Он для меня и не о любви, и не о ревности, и не об убийстве, а он вообще — как лейтмотив — говорит о добре и зле, о том, что зло вплетено в узор мира, в узор ковра мира. Потому что картина мироздания действительно представляется мне очень разнообразным, приносящим много радостей и таящим в себе много прелестей прекрасным ковром с красивым узором, за которым интересно следить. Но в этом узоре обязательно есть черная ядовитая нить зла,

которая сопутствует добру. Человек, время от времени впадая в наивное состояние, думает, что можно и ковер сохранить, и зло убрать, вырвать черную нить. Но надежды вынуть эту нить из узора ковра, то есть аннулировать зло, не разрушив ковер, тщетны. И либо ты приемлешь ковер таким, какой он есть, и пытаешься не то чтобы приспособиться, а найти возможности им любоваться и что-то из него черпать, либо ты должен его в раздражении, в ужасе разорвать и покончить с этим миром вообще всякие счеты.

В фильме есть грустная констатация человеческой цивилизации как некоего тупика, вернее, множества тупиков. Из этих тупиков диалектически проистекает и блаженство, и страдание, а они остаются тупиками. Они не имеют выходов — чтобы разрушить плохое, нужно разрушить и хорошее.

Нить зла вплетена и в узор природы, начиная с ее химических, физических основ... Если мы начнем задумываться, что такое щелочи и кислоты и как они между собой взаимодействуют, даже спускаясь просто в природные глубины организации материи, то придем к довольнопессимистическому или, во всяком случае, к эклектическому взгляду на мир — мы будем его принимать в целом или не принимать, но в любом случае уже меньше будем верить в возможность кардинально и окончательно его изменить. То есть мы можем, вероятно, изменить его на какое-то время, до какой-то степени, но какую цену и когда нам придется заплатить за это, мы не знаем.

Такова моя концепция, которая, вероятно, может прочитываться в этом фильме. Мне кажется, фильм складывается в такую круглую гармонию, а для кого-то он распадается на кусочки и ни во что не складывается.

Уже сняв фильм, я поняла, что он для меня — завершение какого-то цикла, человеческого и тематического. Кто-то может, конечно, думать иначе.

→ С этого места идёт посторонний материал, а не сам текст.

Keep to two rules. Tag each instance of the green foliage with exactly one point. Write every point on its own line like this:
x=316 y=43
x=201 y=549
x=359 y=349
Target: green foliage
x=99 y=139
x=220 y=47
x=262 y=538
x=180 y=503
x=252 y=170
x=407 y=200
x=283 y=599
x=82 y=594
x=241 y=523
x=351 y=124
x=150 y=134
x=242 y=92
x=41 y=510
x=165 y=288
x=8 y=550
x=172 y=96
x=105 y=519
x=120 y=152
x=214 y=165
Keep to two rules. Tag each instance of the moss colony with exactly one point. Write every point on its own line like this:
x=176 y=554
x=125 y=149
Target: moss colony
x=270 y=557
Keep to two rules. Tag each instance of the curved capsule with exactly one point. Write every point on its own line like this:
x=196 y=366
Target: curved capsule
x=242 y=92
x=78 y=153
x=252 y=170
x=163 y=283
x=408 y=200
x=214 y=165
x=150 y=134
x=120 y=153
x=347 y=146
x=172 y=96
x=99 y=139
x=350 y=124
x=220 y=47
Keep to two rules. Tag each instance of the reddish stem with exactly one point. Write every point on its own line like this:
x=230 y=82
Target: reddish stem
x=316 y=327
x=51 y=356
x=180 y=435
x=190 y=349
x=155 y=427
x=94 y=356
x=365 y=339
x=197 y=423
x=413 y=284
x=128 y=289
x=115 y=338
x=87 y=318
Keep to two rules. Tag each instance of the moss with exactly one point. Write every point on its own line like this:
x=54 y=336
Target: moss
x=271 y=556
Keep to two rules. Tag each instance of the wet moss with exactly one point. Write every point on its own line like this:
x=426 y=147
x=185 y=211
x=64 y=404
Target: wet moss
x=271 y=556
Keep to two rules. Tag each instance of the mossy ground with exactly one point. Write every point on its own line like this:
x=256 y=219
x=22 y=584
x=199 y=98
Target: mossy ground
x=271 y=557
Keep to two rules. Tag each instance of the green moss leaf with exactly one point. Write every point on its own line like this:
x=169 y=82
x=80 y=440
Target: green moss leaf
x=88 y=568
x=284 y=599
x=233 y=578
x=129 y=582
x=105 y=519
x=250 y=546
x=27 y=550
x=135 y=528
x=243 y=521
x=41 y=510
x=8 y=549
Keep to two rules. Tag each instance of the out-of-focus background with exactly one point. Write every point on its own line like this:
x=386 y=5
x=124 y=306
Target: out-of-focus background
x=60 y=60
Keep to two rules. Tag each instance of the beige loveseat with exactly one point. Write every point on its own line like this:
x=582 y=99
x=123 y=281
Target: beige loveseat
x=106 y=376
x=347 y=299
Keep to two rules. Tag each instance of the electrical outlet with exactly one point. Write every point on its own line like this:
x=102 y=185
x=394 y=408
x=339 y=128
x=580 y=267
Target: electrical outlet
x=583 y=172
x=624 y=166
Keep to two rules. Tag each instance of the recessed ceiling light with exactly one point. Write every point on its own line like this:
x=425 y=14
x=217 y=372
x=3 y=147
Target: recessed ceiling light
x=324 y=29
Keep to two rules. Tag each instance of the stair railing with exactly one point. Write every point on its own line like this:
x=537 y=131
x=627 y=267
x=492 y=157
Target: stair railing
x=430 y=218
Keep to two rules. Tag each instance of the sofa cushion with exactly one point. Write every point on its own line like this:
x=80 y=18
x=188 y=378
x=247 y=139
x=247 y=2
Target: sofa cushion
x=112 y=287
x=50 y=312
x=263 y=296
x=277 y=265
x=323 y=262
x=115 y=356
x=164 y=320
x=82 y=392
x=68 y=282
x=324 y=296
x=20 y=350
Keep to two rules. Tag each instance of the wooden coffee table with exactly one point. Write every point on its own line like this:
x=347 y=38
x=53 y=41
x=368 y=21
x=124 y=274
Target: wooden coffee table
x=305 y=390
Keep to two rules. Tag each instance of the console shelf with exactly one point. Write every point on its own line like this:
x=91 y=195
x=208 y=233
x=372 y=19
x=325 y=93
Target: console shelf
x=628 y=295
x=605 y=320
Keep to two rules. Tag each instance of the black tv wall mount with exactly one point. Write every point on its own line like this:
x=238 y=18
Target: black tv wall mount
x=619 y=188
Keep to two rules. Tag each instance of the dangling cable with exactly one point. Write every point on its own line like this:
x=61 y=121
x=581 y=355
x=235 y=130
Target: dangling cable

Тому, кто видел только «Короткие встречи» и «Долгие проводы», кажется, что режиссер совершил резкий скачок, они ощущают разрыв между теми фильмами и этим и спрашивают, почему такая мрачность, такая странность в тематике. Ну а для тех, кто смотрел и «Познавая белый свет», и «Среди серых камней», может быть, нет этой странности и они видят более плавный ход в биографии режиссера.

Надо сказать, что все свои прежние фильмы я воспринимаю как светлые в конце концов. Или даже во всем своем течении. А мне говорили, что они мрачные, темные и всякие другие слова, окрашенные отрицательным оттенком. Я всегда удивлялась этому и всегда возражала. Они вообще в другой фазе, понимаете? Это фильмы, смотрящие вперед, ожидающие прогресса, а «Перемена участи» — нет, он тупиковый. Если еще проще говорить, убийство вообще никогда не фигурировало в моих фильмах. В самом факте убийства есть нечто, необратимо опускающее какую-то завесу. Поэтому это тоже завершение. Все взаимоотношения между людьми в других моих фильмах находили разрешения — пусть иллюзорные, пусть мнимые, пусть мгновенные, пусть эфемерные и не то чтобы окончательные, а находящиеся в движении жизни, но все же разрешения. Взамен каких-то потерь всегда возникали какие-то обещания и приобретения или надежды — одним словом, новые формы жизни. А смерть, убийство — нечто необратимое и конечное. Поэтому героиня, которая убивает своего возлюбленного, а не просто с ним ссорится, — это, хочешь не хочешь, авторская мрачность во взгляде на мир.

— Эта мрачность не результат ли долгого простоя?

— Нет, это не результат простоя, а просто результат завершения какого-то цикла, выражение изменившегося взгляда на мир. Знаете, можно так сказать: вот режиссеру не дают снимать, плохо к нему относятся, что он ни делает, всё бракуют. И в результате он ожесточается, становится мрачным брюзгой, желчным человеком. Ему говорят: что ты так мрачно снимаешь? Снимай посветлее. А он от этих замечаний еще мрачнее, естественно, становится и еще мрачнее снимает. Можно и так сказать, но это наивно. Ведь все происходит не на каком-то изолированном острове, где нехорошие люди тебя заперли. Это и есть вообще жизнь. Тебя ожесточает, в общем, жизнь, которая, в той или иной форме, тебя все равно бы ожесточила. Если ты, конечно, не являешься таким очень особенно устроенным человеком, которого ожесточить невозможно. Поэтому — и простой тоже. Но главное — не простой и не то, что тебе запрещают делать кино. Это драматические ситуации — когда у тебя есть сценарий, ты хочешь его снимать и не можешь. Но он все-таки написан, он остается, ты просто его еще не снял.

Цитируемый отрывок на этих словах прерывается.